Fred’s closest friend and another soldier followed him. The three were taking a cigarette break when a member of the gun crew, Lee, came down, trying to interest them in a game of poker. They declined and Fred described what happened next.

“He said, ‘Well, I guess I ain’t going to make no money here.’ So, he crawled out of the hole and just about that time there was a series of explosions just on the other side of the wall. We waited about 30 seconds and there was no more, so we crawled out the hole. I found Lee, laying on his back with a piece of shrapnel sticking out of his chest about that far out (indicating 10 inches) — just a huge piece of shrapnel. (He was) laying just about where I was standing when I got off the truck. Now, what told me to go in that basement? I don’t know.”
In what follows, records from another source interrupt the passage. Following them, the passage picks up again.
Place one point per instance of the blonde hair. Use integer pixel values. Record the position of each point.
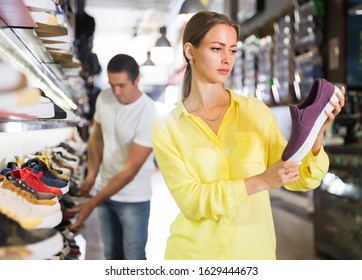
(195, 30)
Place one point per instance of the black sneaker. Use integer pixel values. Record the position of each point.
(17, 242)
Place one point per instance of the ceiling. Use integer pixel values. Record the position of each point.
(132, 26)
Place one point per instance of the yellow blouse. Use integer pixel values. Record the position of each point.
(205, 174)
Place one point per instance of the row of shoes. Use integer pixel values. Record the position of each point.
(19, 101)
(55, 33)
(34, 199)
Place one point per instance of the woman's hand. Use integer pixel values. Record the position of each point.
(331, 115)
(276, 176)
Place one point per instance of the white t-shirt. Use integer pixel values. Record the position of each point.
(121, 126)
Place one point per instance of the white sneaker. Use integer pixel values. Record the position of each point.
(51, 215)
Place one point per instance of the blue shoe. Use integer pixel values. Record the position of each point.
(40, 167)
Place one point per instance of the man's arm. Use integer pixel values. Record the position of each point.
(95, 155)
(136, 157)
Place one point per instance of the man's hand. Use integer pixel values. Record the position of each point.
(83, 210)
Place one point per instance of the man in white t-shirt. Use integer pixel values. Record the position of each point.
(120, 163)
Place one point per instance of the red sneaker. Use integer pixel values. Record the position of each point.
(33, 180)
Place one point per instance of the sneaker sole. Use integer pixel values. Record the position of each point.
(308, 143)
(51, 221)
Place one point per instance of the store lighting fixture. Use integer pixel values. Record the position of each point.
(148, 61)
(163, 41)
(163, 52)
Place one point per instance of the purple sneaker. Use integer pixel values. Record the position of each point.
(308, 118)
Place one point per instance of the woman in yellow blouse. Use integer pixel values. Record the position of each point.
(219, 154)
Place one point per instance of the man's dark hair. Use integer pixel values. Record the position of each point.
(124, 63)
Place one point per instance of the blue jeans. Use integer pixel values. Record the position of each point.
(124, 229)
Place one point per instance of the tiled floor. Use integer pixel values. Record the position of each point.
(294, 227)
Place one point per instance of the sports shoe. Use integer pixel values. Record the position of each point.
(308, 118)
(33, 180)
(28, 223)
(17, 242)
(26, 193)
(21, 184)
(17, 202)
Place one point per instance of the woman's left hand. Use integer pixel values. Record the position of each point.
(331, 116)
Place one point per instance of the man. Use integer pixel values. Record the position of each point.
(120, 163)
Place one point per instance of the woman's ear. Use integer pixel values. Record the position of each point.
(188, 49)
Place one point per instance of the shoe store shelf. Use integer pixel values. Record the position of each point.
(23, 49)
(338, 205)
(22, 126)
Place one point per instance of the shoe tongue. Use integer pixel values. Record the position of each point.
(294, 112)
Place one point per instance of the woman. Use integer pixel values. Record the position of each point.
(219, 154)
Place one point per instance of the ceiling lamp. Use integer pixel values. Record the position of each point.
(148, 61)
(162, 52)
(193, 6)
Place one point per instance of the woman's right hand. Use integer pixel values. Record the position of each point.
(277, 175)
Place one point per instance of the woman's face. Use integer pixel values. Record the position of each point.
(215, 56)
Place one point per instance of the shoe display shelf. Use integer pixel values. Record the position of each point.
(283, 61)
(250, 48)
(338, 205)
(264, 70)
(22, 47)
(308, 37)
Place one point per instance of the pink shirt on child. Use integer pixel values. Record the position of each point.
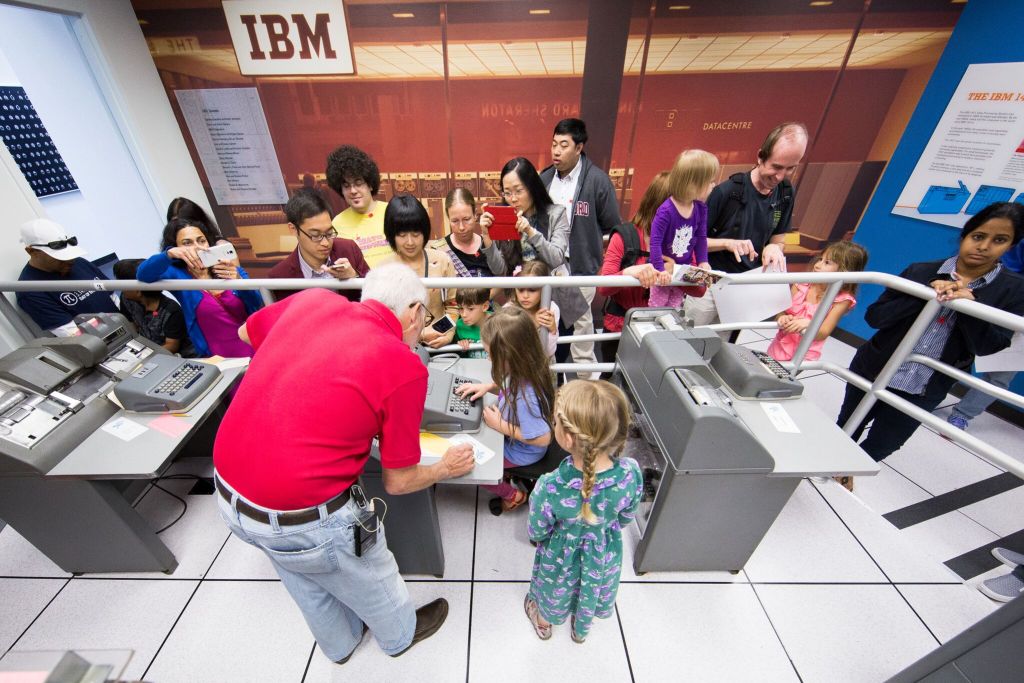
(784, 345)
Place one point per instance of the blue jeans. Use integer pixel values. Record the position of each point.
(975, 401)
(336, 591)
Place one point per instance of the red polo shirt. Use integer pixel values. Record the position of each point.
(329, 375)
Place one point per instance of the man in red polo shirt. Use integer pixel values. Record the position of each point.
(329, 376)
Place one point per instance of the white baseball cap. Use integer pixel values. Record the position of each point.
(50, 238)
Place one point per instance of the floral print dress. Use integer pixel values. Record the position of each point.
(577, 564)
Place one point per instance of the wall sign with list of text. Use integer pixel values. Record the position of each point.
(31, 145)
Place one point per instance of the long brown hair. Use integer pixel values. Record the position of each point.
(597, 416)
(652, 198)
(517, 360)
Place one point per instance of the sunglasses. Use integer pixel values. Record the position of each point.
(58, 244)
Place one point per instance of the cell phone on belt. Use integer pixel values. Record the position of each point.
(504, 225)
(216, 253)
(442, 324)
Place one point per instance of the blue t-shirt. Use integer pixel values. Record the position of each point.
(531, 425)
(51, 309)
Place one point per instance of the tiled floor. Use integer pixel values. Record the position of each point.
(834, 592)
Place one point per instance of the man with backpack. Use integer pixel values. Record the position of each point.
(749, 214)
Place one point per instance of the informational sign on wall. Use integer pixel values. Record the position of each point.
(976, 155)
(230, 134)
(30, 144)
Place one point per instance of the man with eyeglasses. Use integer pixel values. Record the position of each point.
(54, 255)
(320, 253)
(329, 377)
(351, 173)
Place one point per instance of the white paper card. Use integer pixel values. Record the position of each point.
(750, 303)
(779, 418)
(124, 428)
(1009, 358)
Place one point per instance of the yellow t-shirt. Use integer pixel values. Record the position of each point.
(366, 229)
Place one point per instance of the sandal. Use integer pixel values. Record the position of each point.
(534, 614)
(576, 638)
(520, 498)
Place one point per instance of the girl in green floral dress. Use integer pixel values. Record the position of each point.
(577, 513)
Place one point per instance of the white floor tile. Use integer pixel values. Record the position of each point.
(1000, 513)
(92, 613)
(457, 513)
(504, 646)
(19, 558)
(631, 537)
(23, 600)
(236, 631)
(699, 633)
(898, 555)
(808, 543)
(846, 633)
(503, 550)
(441, 657)
(948, 609)
(888, 491)
(937, 465)
(947, 537)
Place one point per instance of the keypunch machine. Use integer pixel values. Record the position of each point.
(732, 436)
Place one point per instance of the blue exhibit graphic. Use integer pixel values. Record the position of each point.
(944, 200)
(987, 195)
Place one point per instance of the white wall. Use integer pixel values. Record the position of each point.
(122, 69)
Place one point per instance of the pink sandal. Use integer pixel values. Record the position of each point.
(534, 614)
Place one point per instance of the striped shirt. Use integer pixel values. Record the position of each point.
(913, 377)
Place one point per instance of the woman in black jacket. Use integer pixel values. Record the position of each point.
(973, 273)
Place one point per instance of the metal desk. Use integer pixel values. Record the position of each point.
(414, 532)
(80, 514)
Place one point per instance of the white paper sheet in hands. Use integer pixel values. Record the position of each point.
(1009, 358)
(750, 303)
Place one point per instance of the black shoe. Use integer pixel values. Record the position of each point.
(349, 656)
(428, 620)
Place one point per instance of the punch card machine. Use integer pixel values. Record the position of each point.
(53, 390)
(731, 435)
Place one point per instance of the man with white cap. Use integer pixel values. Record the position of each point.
(54, 255)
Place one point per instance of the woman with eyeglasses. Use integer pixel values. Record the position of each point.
(544, 235)
(213, 316)
(407, 226)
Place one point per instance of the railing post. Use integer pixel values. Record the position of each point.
(904, 349)
(824, 305)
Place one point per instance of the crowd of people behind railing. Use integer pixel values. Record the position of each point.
(566, 221)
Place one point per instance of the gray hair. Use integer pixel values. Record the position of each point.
(395, 286)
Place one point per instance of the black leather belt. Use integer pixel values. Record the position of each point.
(292, 518)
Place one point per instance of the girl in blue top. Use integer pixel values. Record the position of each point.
(577, 513)
(525, 390)
(209, 314)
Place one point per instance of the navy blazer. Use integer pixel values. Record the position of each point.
(894, 312)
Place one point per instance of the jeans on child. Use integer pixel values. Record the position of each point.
(336, 591)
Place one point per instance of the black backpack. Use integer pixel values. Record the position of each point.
(734, 203)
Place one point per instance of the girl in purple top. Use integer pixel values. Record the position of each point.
(680, 225)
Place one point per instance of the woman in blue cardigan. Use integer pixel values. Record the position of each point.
(213, 316)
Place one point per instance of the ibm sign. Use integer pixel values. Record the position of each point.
(289, 37)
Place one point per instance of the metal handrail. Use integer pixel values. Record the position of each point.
(873, 391)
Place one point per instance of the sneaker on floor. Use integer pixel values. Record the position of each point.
(957, 420)
(428, 620)
(1008, 557)
(1003, 589)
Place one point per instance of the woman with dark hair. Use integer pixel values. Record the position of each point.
(212, 316)
(407, 227)
(975, 273)
(544, 235)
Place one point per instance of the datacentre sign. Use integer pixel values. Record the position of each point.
(290, 37)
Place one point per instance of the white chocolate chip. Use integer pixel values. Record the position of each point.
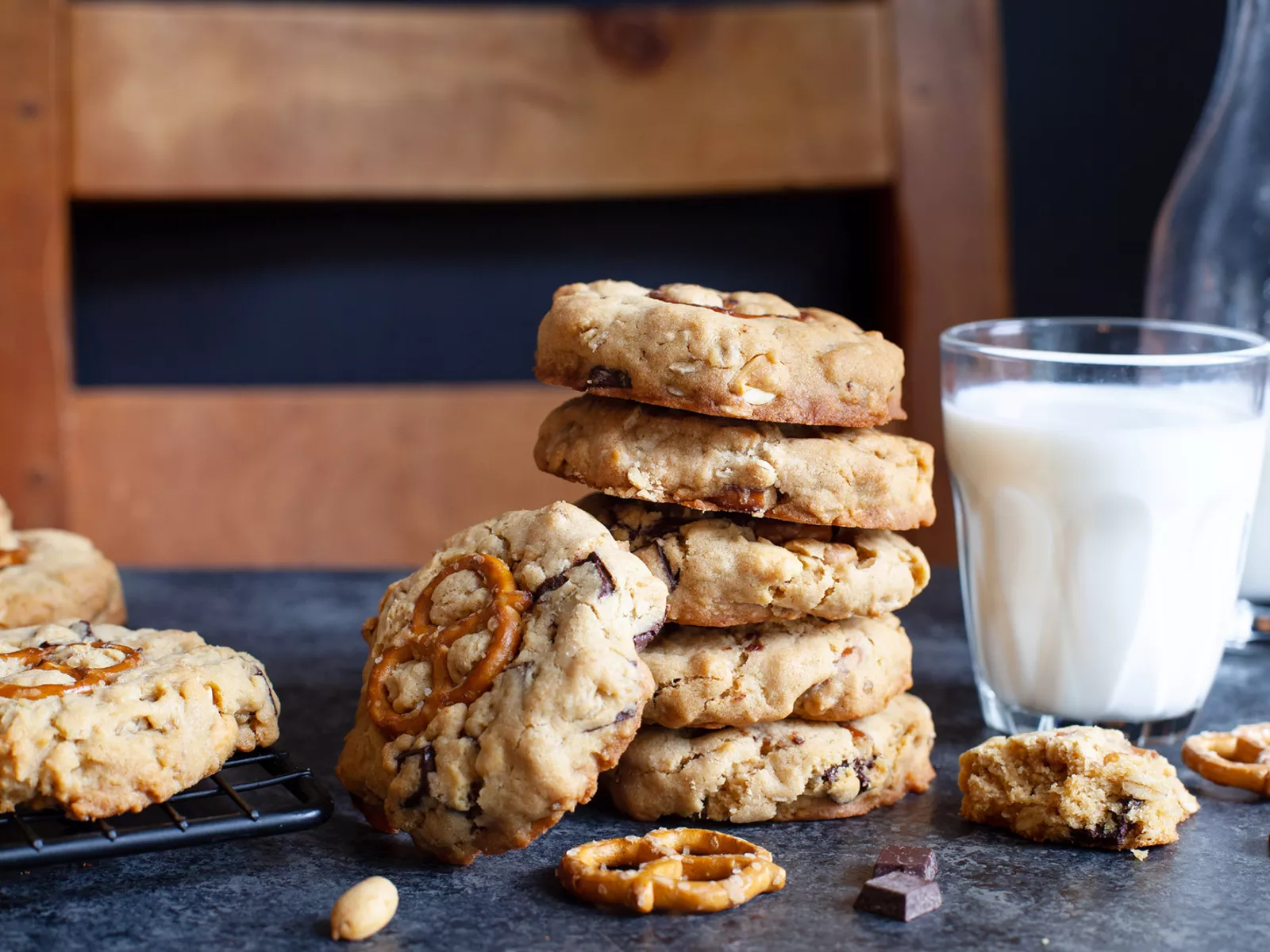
(755, 397)
(364, 911)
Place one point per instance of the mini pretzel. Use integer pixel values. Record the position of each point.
(13, 556)
(683, 871)
(86, 678)
(1240, 758)
(432, 643)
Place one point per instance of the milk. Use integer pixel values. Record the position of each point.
(1102, 531)
(1257, 569)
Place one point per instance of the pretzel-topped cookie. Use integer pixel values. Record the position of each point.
(501, 679)
(432, 643)
(1238, 758)
(84, 679)
(683, 871)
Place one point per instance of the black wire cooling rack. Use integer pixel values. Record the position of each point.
(254, 795)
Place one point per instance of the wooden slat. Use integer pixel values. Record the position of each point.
(950, 203)
(33, 329)
(314, 478)
(238, 101)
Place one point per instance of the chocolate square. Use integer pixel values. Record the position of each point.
(899, 896)
(916, 861)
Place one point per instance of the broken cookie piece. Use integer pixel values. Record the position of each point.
(1081, 786)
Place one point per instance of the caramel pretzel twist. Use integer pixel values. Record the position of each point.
(683, 871)
(14, 556)
(86, 678)
(1240, 758)
(432, 643)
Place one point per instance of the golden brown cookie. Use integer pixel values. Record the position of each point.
(48, 575)
(1083, 786)
(727, 569)
(501, 679)
(856, 478)
(784, 771)
(99, 720)
(812, 670)
(738, 353)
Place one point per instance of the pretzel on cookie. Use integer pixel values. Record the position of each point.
(83, 679)
(683, 871)
(432, 643)
(1238, 758)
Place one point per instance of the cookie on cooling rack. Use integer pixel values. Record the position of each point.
(98, 720)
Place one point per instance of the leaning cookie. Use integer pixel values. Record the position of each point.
(742, 355)
(728, 569)
(808, 668)
(784, 771)
(1083, 786)
(502, 678)
(856, 478)
(98, 720)
(48, 574)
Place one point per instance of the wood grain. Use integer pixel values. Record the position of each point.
(306, 478)
(238, 101)
(33, 283)
(950, 206)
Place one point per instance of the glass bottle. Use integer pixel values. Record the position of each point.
(1210, 249)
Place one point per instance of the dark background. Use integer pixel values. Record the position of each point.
(1102, 97)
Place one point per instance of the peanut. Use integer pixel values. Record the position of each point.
(364, 911)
While Fred spoke freely about his experiences, he did not share what shook him the most until we were about done. The incident was in central Germany.

“We liberated some concentration camps. I can still see piles of bodies. There was — I would call them barracks and there was no beds. There was like a shelf that they laid on. There were a lot of Polish and slave laborers. You stand there with your mouth open. You can’t believe that one human being can do this to another human being. You’d rather not even think about it, it’s so horrible. (Fred’s voice shook) Survivors are just skin and bones. Some of them can’t even get up. We tried to help feed some of them. (T)he officers said you can’t give them too much. So, that’s what we did. Whatever we had on the trucks or in our barracks bags, we tried to feed something to these people. Then we had to move on.”

Fred explained that the Supreme Allied Commander, General Eisenhower, had visited this camp, called Ohrdruf, and directed his commanders to arrange for American soldiers to see it. He feared people would try to deny what had happened and wanted as many witnesses as possible to be able to testify to the horror of what they had seen there.

Fred’s Battery D was near Linz, Austria when they heard the German government had surrendered. The Army shipped them to redeployment camps in France. Fred describe that time.

“The war in the Pacific was still going on and there was a lot of scuttlebutt with everybody wondering are we going home or are we going to the Pacific? You had to wait in these camps: Lucky Strike and Chesterfield, cigarette names. It was kind of relaxed. They gave us a furlough and I spent a week on the southern coast of France on the Riviera. I had a good time.”

Fred laughed as he described his trip back across the Atlantic.

“When they loaded us on a boat to come back, it was not the Queen Elizabeth. I felt a little queasy on the smaller boat coming home. One day I finished my meal and had gone to the head to clean up my mess kit and was going to leave when this kid come barging through the door with his cheeks full. I just backed up against the wall and let him by and just as he went in front of me, he let it go. I just followed him over and dumped [my lunch], too.”

Fred’s unit landed in Virginia and the Army discharged him from Camp Grant, IL. He received a rail ticket to Hawarden. IA where a friendly civilian drove him to his parent’s front door in Sioux City.

Fred met his wife, Vi, through a friend and discovered he had served with her brother in the 546th AWB.

The Great Northern Railroad hired Fred and trained him as a station agent, eventually sending him to the station in Green Valley, MN. He later managed the larger station in Marshall where he worked until his retirement.

Fred reflected on lessons from his time in service.

“Well, you don’t think of yourself as an individual. You are a part of a group and you function as a group and you depend on each other in a group.”

Thank you for your service, Fred, and the lessons you brought into our community.